In the future, the scale and cost of Alta’s solar technology would be well suited for power-hungry space applications such as solar electric propulsion and space habitats.
Can you tell me some details about those larger future customers?
The type of disruption that we are seeing in the low-Earth orbit satellite market is largely driven by commercial entities. We believe that the two major applications will be communications and imaging. The physical size of these platforms will likely be smaller than traditional satellites, but deployed in much larger quantities.
The market for smallsats is fragmented now, with many operators and manufacturers – and even some operators that manufacture their own satellites. How do you develop sales in that market environment?
Our overall strategy is to focus on making the best cells and work with panel and component manufacturers to develop complete solutions for satellite designers. These panel and component manufacturers are well set up to sell into the small satellite market. We are building relationships with other parts of the landscape as well, including operators, launch companies, and suppliers.
Have you started production yet?
Yes, we are currently selling our solar cells to the market and are manufacturing at our Sunnyvale, California, headquarters.
What is your production capacity?
Alta already [has] solar cells in production today and has plans to ramp up to multiple 10s of megawatts of annual production in one or more overseas facilities. This scaling is enabled by Alta’s unique process that reduces material consumption and reuses the growth templates. The gallium arsenide material family is otherwise too expensive for such scale.
What is your manufacturing process?
We grow a thin layer of GaAs solar on top of a single crystal GaAs wafer using a process called metal organic vapor deposition. We then release the thin solar layer via a process called epitaxial lift-off.
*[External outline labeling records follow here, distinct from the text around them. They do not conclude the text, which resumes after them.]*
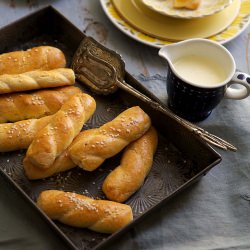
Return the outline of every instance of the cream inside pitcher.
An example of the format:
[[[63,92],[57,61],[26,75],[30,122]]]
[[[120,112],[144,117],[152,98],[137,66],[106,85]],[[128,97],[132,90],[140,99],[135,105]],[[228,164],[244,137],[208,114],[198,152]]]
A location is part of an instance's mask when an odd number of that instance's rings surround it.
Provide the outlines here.
[[[243,99],[250,94],[249,75],[235,72],[233,56],[216,42],[185,40],[164,46],[159,55],[169,65],[168,106],[187,120],[204,120],[223,98]]]
[[[243,99],[250,93],[249,76],[235,72],[230,52],[207,39],[190,39],[164,46],[159,55],[168,61],[173,73],[184,82],[200,88],[215,88],[238,83],[244,88],[228,87],[226,98]],[[240,76],[239,76],[240,75]]]

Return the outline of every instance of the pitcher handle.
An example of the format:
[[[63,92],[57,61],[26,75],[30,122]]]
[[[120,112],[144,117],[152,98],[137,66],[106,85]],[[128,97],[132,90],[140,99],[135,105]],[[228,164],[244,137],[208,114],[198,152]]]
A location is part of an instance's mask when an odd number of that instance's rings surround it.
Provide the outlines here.
[[[230,87],[232,84],[240,84],[244,88],[235,89]],[[250,76],[246,73],[235,72],[232,80],[226,89],[225,98],[241,100],[250,95]]]

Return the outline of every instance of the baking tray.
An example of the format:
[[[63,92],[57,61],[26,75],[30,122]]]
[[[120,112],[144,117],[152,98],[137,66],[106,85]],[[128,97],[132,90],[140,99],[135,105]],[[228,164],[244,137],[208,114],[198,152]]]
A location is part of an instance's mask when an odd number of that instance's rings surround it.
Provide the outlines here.
[[[0,30],[0,53],[28,49],[38,45],[52,45],[64,51],[68,66],[70,66],[73,54],[84,37],[85,35],[64,16],[53,7],[48,6],[2,28]],[[157,100],[127,72],[125,80]],[[221,161],[221,157],[178,121],[154,110],[153,107],[124,90],[119,89],[109,96],[98,96],[85,89],[84,86],[81,88],[91,94],[97,102],[97,110],[88,123],[84,125],[85,129],[99,127],[126,108],[139,105],[149,114],[159,133],[159,145],[152,170],[142,188],[126,202],[132,206],[134,220],[122,230],[112,235],[106,235],[88,229],[69,227],[52,222],[37,208],[43,214],[44,219],[49,221],[48,225],[52,224],[52,228],[56,227],[63,232],[65,240],[70,239],[76,248],[101,249],[108,247],[113,240],[133,227],[144,216],[200,179]],[[75,191],[93,198],[105,198],[101,191],[102,182],[105,176],[118,166],[121,157],[121,154],[118,154],[105,161],[94,172],[84,172],[80,168],[75,168],[47,179],[29,181],[23,172],[24,155],[24,151],[1,154],[0,169],[8,174],[10,182],[16,183],[27,194],[28,203],[36,201],[38,194],[46,189]]]

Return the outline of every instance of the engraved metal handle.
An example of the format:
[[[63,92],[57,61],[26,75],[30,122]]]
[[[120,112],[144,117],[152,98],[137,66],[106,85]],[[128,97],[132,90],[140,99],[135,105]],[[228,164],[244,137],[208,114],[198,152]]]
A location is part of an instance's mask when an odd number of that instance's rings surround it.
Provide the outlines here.
[[[183,118],[180,118],[179,116],[177,116],[174,113],[172,113],[172,111],[170,111],[167,107],[163,107],[158,102],[153,101],[151,98],[149,98],[148,96],[142,94],[137,89],[135,89],[131,85],[127,84],[125,81],[118,80],[117,77],[116,77],[117,76],[116,69],[111,64],[107,63],[105,60],[102,60],[102,59],[96,57],[90,51],[88,51],[88,54],[93,59],[96,59],[98,62],[103,63],[104,65],[106,65],[110,69],[112,69],[112,71],[113,71],[112,77],[115,76],[116,85],[119,86],[121,89],[126,90],[127,92],[135,95],[139,99],[143,99],[151,107],[160,110],[164,114],[167,114],[168,116],[171,116],[171,117],[175,118],[183,126],[185,126],[186,128],[188,128],[189,130],[191,130],[194,134],[196,134],[197,136],[199,136],[200,138],[202,138],[203,140],[205,140],[209,144],[212,144],[212,145],[217,146],[217,147],[219,147],[221,149],[224,149],[224,150],[231,150],[231,151],[236,151],[237,150],[237,148],[235,146],[233,146],[232,144],[230,144],[229,142],[221,139],[220,137],[218,137],[216,135],[213,135],[213,134],[207,132],[206,130],[204,130],[204,129],[202,129],[202,128],[196,126],[196,125],[194,125],[191,122],[186,121]]]

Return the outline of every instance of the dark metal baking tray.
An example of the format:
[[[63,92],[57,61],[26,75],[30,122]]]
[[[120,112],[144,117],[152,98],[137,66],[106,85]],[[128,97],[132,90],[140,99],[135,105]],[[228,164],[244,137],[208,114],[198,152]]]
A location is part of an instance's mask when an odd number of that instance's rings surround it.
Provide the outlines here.
[[[48,6],[0,30],[0,53],[28,49],[37,45],[52,45],[62,49],[70,66],[72,56],[85,35],[53,7]],[[126,72],[127,83],[141,92],[157,98]],[[142,220],[175,194],[183,191],[221,161],[220,155],[201,141],[175,119],[154,110],[123,90],[109,96],[98,96],[82,86],[97,102],[97,110],[84,128],[98,127],[110,121],[128,107],[139,105],[149,114],[159,133],[159,145],[153,167],[142,188],[126,203],[133,209],[131,224],[112,235],[77,229],[58,222],[51,222],[79,249],[100,249]],[[0,142],[1,143],[1,142]],[[46,189],[75,191],[94,198],[105,198],[101,185],[105,176],[119,164],[121,154],[107,160],[99,169],[87,173],[75,168],[56,176],[29,181],[23,172],[22,159],[25,152],[11,152],[0,156],[0,169],[8,173],[26,194],[27,202],[36,201],[38,194]],[[17,204],[18,206],[18,204]],[[38,209],[39,210],[39,209]],[[39,210],[40,211],[40,210]],[[35,215],[34,215],[35,216]]]

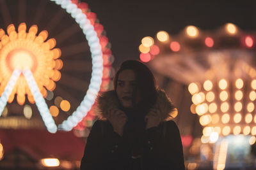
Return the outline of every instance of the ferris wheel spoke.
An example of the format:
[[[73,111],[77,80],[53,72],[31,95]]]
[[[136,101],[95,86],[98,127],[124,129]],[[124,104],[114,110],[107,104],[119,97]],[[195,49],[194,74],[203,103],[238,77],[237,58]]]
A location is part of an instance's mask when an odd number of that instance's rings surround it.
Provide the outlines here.
[[[5,1],[0,1],[0,10],[2,13],[4,27],[7,27],[7,26],[12,23],[12,19],[10,11],[7,8],[6,4],[5,3]]]
[[[61,57],[65,58],[67,57],[72,57],[74,54],[88,52],[89,47],[86,42],[82,42],[75,45],[63,46],[61,48]]]
[[[36,10],[36,13],[35,15],[34,23],[39,23],[41,20],[42,17],[44,15],[44,9],[46,5],[47,1],[40,1],[38,3],[38,10]]]
[[[84,60],[63,60],[65,67],[61,71],[72,72],[91,72],[92,63]]]
[[[4,88],[4,91],[3,92],[2,96],[0,97],[0,116],[2,115],[2,112],[7,104],[7,101],[9,98],[9,96],[11,94],[11,92],[16,83],[17,80],[20,76],[20,70],[15,69],[12,74],[9,81],[7,83],[7,85]]]
[[[19,1],[19,23],[26,21],[26,0]]]
[[[77,24],[74,24],[71,27],[67,28],[65,30],[61,31],[59,34],[56,36],[56,39],[59,44],[61,44],[67,38],[72,37],[72,36],[81,30],[80,27]]]
[[[23,70],[23,74],[27,80],[28,86],[32,93],[33,96],[39,112],[42,116],[44,122],[48,131],[51,133],[55,133],[57,131],[57,126],[55,124],[54,120],[50,113],[47,104],[44,99],[36,82],[33,76],[31,71],[29,69]]]
[[[71,94],[67,92],[67,90],[64,90],[63,88],[58,87],[54,90],[54,92],[56,95],[60,96],[65,96],[65,97],[67,99],[69,99],[68,101],[70,103],[71,109],[75,110],[74,106],[79,103],[80,102],[78,101],[76,97],[72,95]]]
[[[64,15],[64,13],[63,10],[60,10],[57,14],[51,18],[51,20],[48,22],[47,25],[46,25],[45,29],[47,30],[49,32],[51,32],[53,30],[56,26],[58,25],[58,24],[61,21],[62,17]]]
[[[89,86],[88,82],[81,80],[81,79],[77,78],[76,77],[71,76],[70,75],[65,74],[64,73],[61,74],[61,81],[59,81],[59,83],[61,84],[62,82],[65,82],[65,83],[63,83],[63,85],[67,85],[69,87],[84,92],[86,92],[86,88],[88,88],[88,87]]]

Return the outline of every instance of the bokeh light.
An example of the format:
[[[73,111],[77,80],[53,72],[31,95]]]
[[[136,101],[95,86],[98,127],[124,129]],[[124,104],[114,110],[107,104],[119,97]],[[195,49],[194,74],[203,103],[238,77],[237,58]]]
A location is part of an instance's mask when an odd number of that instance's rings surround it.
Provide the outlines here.
[[[195,38],[196,37],[198,34],[198,29],[193,25],[188,26],[186,29],[186,31],[187,32],[187,34],[190,37]]]
[[[175,52],[177,52],[180,50],[180,45],[177,41],[172,41],[170,44],[170,48]]]
[[[156,37],[159,41],[161,42],[164,42],[168,40],[169,34],[166,32],[161,31],[157,32],[157,34],[156,34]]]
[[[70,104],[67,100],[63,100],[60,103],[60,108],[64,111],[68,111],[70,109]]]

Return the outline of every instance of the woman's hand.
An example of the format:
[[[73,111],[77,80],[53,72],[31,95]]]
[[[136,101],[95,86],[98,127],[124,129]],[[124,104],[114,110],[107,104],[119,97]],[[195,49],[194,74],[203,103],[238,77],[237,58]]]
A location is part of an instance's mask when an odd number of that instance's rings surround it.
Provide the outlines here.
[[[112,109],[110,111],[109,121],[113,126],[115,132],[120,136],[123,135],[124,127],[128,118],[125,113],[118,109]]]
[[[157,110],[152,110],[145,117],[146,129],[152,127],[158,126],[161,122],[160,112]]]

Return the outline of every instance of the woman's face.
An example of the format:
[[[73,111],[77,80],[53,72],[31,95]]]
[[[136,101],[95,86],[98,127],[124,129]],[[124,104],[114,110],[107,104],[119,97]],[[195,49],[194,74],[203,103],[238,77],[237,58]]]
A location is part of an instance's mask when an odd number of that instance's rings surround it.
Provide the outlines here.
[[[141,100],[134,72],[131,69],[122,71],[117,78],[116,94],[124,108],[132,108]]]

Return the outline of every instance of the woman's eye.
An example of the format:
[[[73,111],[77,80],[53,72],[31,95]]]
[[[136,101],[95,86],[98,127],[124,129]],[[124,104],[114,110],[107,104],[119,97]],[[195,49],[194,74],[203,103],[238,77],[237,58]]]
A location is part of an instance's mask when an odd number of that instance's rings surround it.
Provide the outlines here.
[[[123,85],[124,85],[124,83],[122,83],[122,82],[118,82],[118,83],[117,83],[117,85],[118,85],[118,86],[123,86]]]

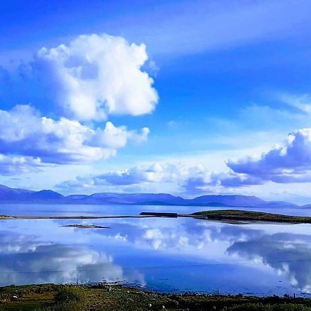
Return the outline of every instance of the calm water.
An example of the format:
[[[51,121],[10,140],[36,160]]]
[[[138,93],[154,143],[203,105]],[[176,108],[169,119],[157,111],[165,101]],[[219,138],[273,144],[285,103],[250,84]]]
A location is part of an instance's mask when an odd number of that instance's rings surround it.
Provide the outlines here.
[[[199,208],[200,209],[202,208]],[[0,205],[16,215],[137,214],[196,207]],[[265,211],[311,216],[311,210]],[[64,227],[84,223],[106,229]],[[162,292],[308,294],[311,225],[191,218],[1,220],[0,285],[124,282]]]

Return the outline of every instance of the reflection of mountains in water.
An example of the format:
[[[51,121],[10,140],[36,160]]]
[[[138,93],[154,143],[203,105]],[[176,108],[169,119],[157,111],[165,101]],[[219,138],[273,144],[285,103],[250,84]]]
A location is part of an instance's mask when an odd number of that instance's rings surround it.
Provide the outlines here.
[[[90,196],[75,194],[64,196],[51,190],[33,191],[12,189],[0,185],[1,202],[54,203],[54,204],[109,204],[179,206],[217,206],[238,207],[296,207],[288,202],[267,202],[256,196],[202,196],[185,199],[167,194],[94,194]]]
[[[18,234],[8,226],[0,232],[0,272],[5,272],[1,285],[77,280],[167,292],[220,288],[223,293],[267,294],[270,288],[283,294],[310,290],[311,238],[296,233],[299,228],[308,232],[310,225],[252,227],[187,219],[109,222],[109,232],[62,228],[63,233],[71,232],[64,236],[68,244],[37,241],[35,235]],[[53,230],[59,223],[48,224]],[[275,233],[276,226],[283,232]],[[78,238],[90,238],[88,244],[97,239],[104,252],[75,245]],[[261,282],[254,283],[257,277]]]
[[[124,274],[122,267],[113,263],[112,256],[102,252],[85,247],[31,243],[26,236],[16,236],[13,240],[17,237],[20,247],[16,242],[5,242],[1,246],[1,285],[88,283],[102,282],[103,279],[107,283],[144,283],[141,274]]]

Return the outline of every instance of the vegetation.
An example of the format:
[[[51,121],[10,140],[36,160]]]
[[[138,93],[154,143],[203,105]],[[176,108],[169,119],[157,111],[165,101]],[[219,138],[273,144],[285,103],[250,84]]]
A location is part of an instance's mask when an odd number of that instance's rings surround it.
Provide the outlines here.
[[[218,220],[248,220],[267,221],[291,223],[311,223],[311,217],[293,216],[262,211],[224,209],[216,211],[198,211],[194,216],[205,216],[208,219]]]
[[[288,296],[260,298],[241,294],[160,294],[104,284],[44,284],[0,288],[1,311],[163,310],[311,311],[311,300]]]

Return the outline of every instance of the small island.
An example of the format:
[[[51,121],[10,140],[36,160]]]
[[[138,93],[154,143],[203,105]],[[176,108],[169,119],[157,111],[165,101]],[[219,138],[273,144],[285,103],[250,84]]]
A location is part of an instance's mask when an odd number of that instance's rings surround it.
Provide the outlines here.
[[[311,223],[311,217],[294,216],[279,214],[265,213],[237,209],[220,209],[198,211],[191,214],[194,217],[206,217],[213,220],[265,221],[272,223]]]
[[[84,224],[75,224],[75,225],[65,225],[62,227],[68,227],[72,228],[79,229],[109,229],[110,227],[97,226],[95,225],[84,225]]]

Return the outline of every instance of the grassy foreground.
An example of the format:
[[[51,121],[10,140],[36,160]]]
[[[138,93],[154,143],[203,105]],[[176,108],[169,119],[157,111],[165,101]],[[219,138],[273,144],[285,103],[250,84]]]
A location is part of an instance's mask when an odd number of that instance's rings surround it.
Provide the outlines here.
[[[263,211],[223,209],[198,211],[193,216],[206,216],[211,220],[271,221],[274,223],[311,223],[311,217],[292,216]]]
[[[44,284],[0,288],[0,310],[311,311],[311,299],[158,294],[120,285]]]

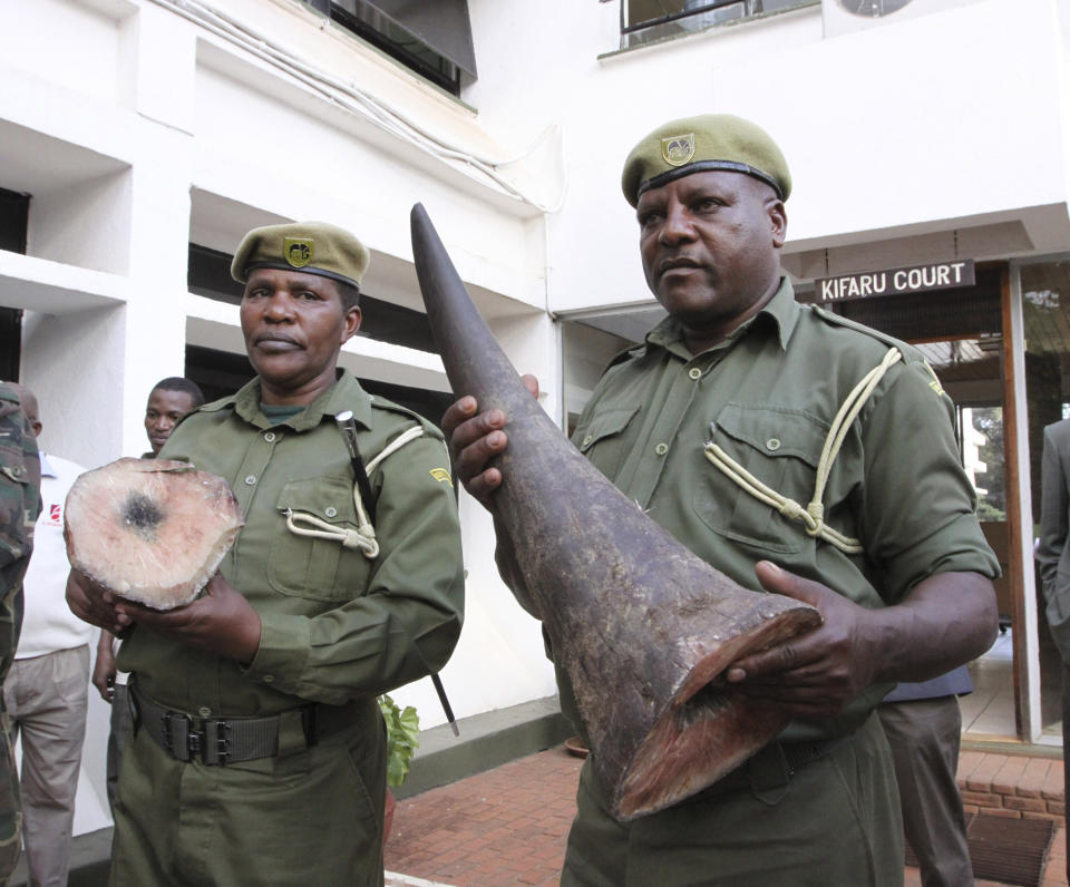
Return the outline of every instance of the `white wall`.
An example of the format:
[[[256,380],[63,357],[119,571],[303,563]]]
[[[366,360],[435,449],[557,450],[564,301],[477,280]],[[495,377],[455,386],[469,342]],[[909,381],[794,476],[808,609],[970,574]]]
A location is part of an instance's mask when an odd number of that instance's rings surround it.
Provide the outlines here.
[[[186,343],[241,351],[236,312],[187,293],[191,238],[233,250],[255,224],[332,221],[371,247],[368,291],[418,308],[418,201],[560,417],[548,312],[651,301],[620,169],[694,113],[780,142],[796,274],[826,248],[848,267],[953,242],[972,257],[1070,247],[1059,0],[915,0],[855,29],[826,0],[626,51],[619,2],[469,0],[479,79],[457,100],[294,0],[0,0],[0,186],[33,195],[29,255],[0,253],[0,304],[36,312],[22,378],[52,417],[46,447],[87,466],[140,452],[148,387],[182,372]],[[343,362],[448,390],[408,349],[360,339]],[[487,515],[466,494],[460,514],[468,616],[444,680],[465,717],[553,679]],[[397,695],[442,721],[428,681]],[[106,818],[101,705],[79,830]]]

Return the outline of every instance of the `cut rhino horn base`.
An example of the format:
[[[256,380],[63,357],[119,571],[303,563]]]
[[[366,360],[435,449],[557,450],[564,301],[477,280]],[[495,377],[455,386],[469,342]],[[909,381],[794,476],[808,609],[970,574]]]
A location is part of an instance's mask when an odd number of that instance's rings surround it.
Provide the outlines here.
[[[820,614],[740,587],[587,462],[524,387],[419,204],[411,225],[454,391],[508,417],[494,511],[572,682],[610,811],[623,821],[670,807],[787,723],[716,679],[742,655],[813,630]]]
[[[155,610],[193,601],[242,528],[223,478],[166,459],[117,459],[87,471],[64,511],[70,565]]]

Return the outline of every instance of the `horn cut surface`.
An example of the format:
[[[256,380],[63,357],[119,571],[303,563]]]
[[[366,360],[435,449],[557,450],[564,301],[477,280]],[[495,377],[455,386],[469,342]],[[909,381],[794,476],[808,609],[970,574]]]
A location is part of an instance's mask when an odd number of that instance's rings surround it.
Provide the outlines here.
[[[242,528],[223,478],[167,459],[87,471],[67,495],[64,519],[72,567],[156,610],[193,601]]]
[[[419,204],[411,228],[454,391],[508,417],[492,505],[572,682],[610,810],[623,821],[664,809],[785,727],[781,711],[721,675],[740,656],[813,630],[820,615],[740,587],[622,495],[524,387]]]

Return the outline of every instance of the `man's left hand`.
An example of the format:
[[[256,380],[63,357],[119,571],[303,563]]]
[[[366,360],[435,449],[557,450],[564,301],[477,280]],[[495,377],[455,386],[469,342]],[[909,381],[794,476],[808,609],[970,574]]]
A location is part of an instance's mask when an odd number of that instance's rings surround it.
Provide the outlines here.
[[[120,601],[117,610],[138,625],[243,664],[253,661],[260,649],[260,614],[245,595],[216,573],[206,594],[174,610],[153,610]]]
[[[755,572],[766,591],[813,604],[825,623],[732,663],[728,682],[741,693],[776,702],[795,718],[839,713],[875,678],[873,611],[768,561]]]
Then we use an automated machine of our own invention, called the matrix tool, to shingle together the finished cells into modules according to customer power requirements.
China’s Hanergy acquired Alta in 2014. Can you tell me a bit about that acquisition?
Hanergy is the largest privately owned cleantech company in the world with over 20 years of experience providing clean energy using water, wind, and the sun. Alta Devices was Hanergy’s fourth solar cell technology acquisition. Hanergy’s vision for solar in the future is to produce the world’s most efficient cells in a thin and flexible form factor to be used on every surface available, including rooftops, automobiles, aircraft, and many more.
What was Alta’s rationale for agreeing to the acquisition?
Hanergy is focused on being the leader in solar technology. Alta’s technology was a clear choice to enable this vision.
Were there any other bidders?
Details of the acquisition were not disclosed.
How did you connect with Hanergy, and why did you ultimately decide it was the best buyer?
Hanergy was and remains very active in investigating every solar cell technology company in existence. Since Alta Devices holds the world record in efficiency, it was a no-brainer for Hanergy to acquire us.
Are there any downsides of working with a Chinese company?
None at all. Since the acquisition by Hanergy, Alta Devices has grown significantly in head count, revenue, production capacity, technology, and brand equity. Hanergy’s vision for the future is completely aligned with Alta’s technology roadmap and capabilities.